Meine Mum und ich müssen lachen und es fühlt sich unheimlich gut an. Unsere Lachen sind identisch und auf einmal habe ich das Gefühl als würde ich sie eigentlich schon ewig kennen.

"Klingt gut", sage ich.

"Ich weiß nicht. Ich will euch beiden wirklich nicht auf die Pelle rücken."

"Tust du nicht", sagen Aiden und ich gleichzeitig.

"Ok", lacht Mum und steht auf. "Könnte ich vielleicht vorher nochmal auf die Toilette?"

"Natürlich", sagt Aiden und zieht die Folie von dem Auflauf. "Die Toilette ist die Treppen hoch die zweite Tür links."

Sie nickt und geht nach oben.

Als sie weg ist, seufze ich auf und lasse mich auf einen Stuhl fallen. "Ich kann nicht fassen, dass mein Dad mich jahrelang so belogen hat."

"Mach dir darüber erst mal keine Gedanken." Aiden schiebt den Auflauf in den Backofen. "Wenigstens ist jetzt alles geklärt und du kannst endlich die Tatsache genießen, dass du eine Mutter hast, die dich liebt", lächelt er.

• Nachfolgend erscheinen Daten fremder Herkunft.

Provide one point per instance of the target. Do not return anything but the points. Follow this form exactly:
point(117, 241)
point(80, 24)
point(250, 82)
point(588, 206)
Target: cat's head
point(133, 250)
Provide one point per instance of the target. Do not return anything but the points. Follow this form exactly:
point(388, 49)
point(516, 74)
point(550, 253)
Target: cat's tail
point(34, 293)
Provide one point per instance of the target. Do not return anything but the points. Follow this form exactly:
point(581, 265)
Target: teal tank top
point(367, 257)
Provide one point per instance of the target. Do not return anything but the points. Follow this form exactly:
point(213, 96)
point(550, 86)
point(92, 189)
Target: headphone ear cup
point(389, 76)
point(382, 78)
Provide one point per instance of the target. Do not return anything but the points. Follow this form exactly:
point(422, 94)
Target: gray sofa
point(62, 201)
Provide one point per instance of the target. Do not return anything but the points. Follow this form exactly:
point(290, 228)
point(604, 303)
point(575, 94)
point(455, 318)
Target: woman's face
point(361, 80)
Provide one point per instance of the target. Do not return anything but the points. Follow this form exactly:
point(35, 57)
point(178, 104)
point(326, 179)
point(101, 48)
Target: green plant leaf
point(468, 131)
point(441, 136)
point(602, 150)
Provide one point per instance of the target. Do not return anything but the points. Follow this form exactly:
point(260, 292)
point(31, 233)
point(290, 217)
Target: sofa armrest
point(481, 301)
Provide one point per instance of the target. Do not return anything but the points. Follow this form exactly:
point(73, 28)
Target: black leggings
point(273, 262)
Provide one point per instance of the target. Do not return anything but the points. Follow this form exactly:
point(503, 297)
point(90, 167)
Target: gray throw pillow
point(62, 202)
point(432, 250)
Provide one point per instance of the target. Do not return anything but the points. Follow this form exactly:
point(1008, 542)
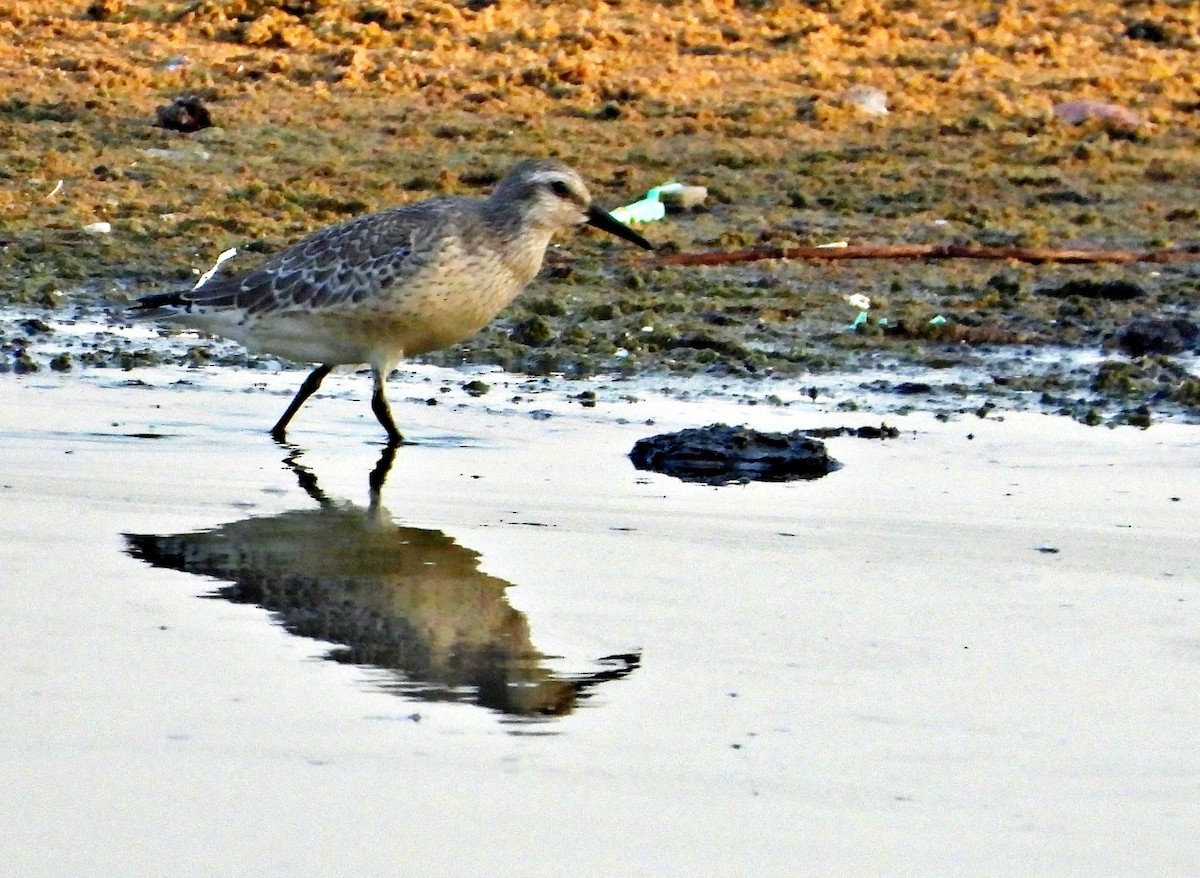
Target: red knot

"Du hast Recht", schmunzle ich und sehe ihn an. "Es fühlt sich an, als wäre mir eine riesige Last von den Schultern genommen. Soll ich dir helfen?" Ich beobachte, wie Aiden Teller und Besteck aus den Regalen holt.

"Nein, kein Problem, ist ja schon fertig", sagt er, stellt den letzten Teller auf den Tisch und stellt sich vor mich zwischen meine Beine. "Ich bin unheimlich stolz auf dich." Er küsst mich wieder auf meinen Haaransatz.

Ich lächle. "Jetzt erleben wir beide das erste gemeinsame Essen mit meiner Mutter."

"Stimmt. Und dann auch noch mit dem brillanten Auflauf meiner Mum. Zum Glück hat sie mich gezwungen die Reste mitzunehmen, als ich am Samstag bei ihr war."

"Zum Glück." Ich stütze mein Kinn in meine Hand und betrachte Aiden, während er am Herd steht und drei Gläser aus dem obersten Regal holt. Als mir auffällt, wie auffällig ich aus seine nackte Haut gestarrt habe, als sein Shirt ein wenig nach oben gerutscht ist, werde ich rot und sehe weg.

"Wundert euch nicht, wenn ich den ganzen Auflauf alleine essen werde", sagt meine Mum, die wieder in die Küche kommt. "Ich habe heute noch rein gar nichts gegessen und ich verhungere. Und außerdem riecht das wirklich gut."

"Raven und ich waren vorhin sowieso erst essen, deshalb ist das kein Problem", lacht Aiden und zieht mit einem Backhandschuh den Auflauf aus dem Ofen. Das sieht unheimlich süß aus, wie er so in der Küche hantiert.

"Also Ely, erzähl mal", sagt meine Mum, während sie genüsslich eine Gabel mit Nudeln in ihren Mund schiebt. "Wie ist das College?"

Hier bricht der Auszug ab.